It has been found desirable to convert the information in a film, such as an x-ray film, to an electrical signal to allow the information to be stored in a computer. For this purpose, systems have been developed which read the information in a film and convert the information to digital signals for storing in a computer. A problem in digitizing film is that the film has regions with high optical density (low transmittance) and regions with low optical density (high transmittance). The regions with high optical density must be measured with great accuracy. This puts extreme requirements on the dynamic range of the system being used to do the digitizing. Dynamic range is defined as the ratio of the largest transmittance signal which can be handled by the system to the noise in transmittance near zero. The dynamic range is limited by the number of electrons which can be held in each detector pixel, by the noise in the detector read out means, and by the resolution of the analog-to-digital (A/D) converter utilized in the system to convert the signal from the detector to digital form. For example, in the scanning of radiographic film, the density range in this type of film is roughly 3.5 (a transmittance range of 1.0 to 0.0003). Also, it is generally felt that a signal-to-noise ratio greater than 15:1 is required at the maximum density. This translates to a dynamic range requirement of 50,000. Such a dynamic range is not possible with most standard detectors.
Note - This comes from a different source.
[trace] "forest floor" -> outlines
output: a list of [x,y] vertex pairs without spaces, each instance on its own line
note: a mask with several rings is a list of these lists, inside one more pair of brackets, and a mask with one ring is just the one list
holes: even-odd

One approach which has been suggested to provide a large dynamic range is described in the article of R.M. Rangayyen et al. entitled "Expanding the dynamic range of x-ray vidodensitometry using ordinary image digitizing devices", published in APPLIED OPTICS, Vol. 23, No. 18, Sep. 15, 11964, pages 3117-3120. The article teaches reading the image twice, once at high density, and a second time at a lower density. The digital information from the two readings is combined to calculate a resulting image with a wide dynamic range. This article describes carrying out the method using a TV camera tube as the detector. Also, the device is operated in the usual area detector mode, with the film and detector being stationary. This technique suffers from the poor resolution and noise performance of the TV camera tube, and the tendency of the tube to bloom around regions of high transmittance.
Another approach is described in U.S. Pat. No. 5,034,825 (Ejiri et al.), issued Jul. 23, 1991, entitled "High Quality Image Sensor". The method described in this patent, like the method described in the Rangayyan et al. article, reads the image twice, one at a high density and a second time at a low density. The method of this patent has the advantage that it uses a solid state charge-coupled device (CCD) scanner as the detector. However, the method of this patent requires the film to be passed across the detector twice. This slows down the overall process, and there can be registration problems in moving the film across the detector a multiple of times.
It is desirable to be able to relatively rapidly read information on a film with regions of different optical densities and convert the information to an electrical signal.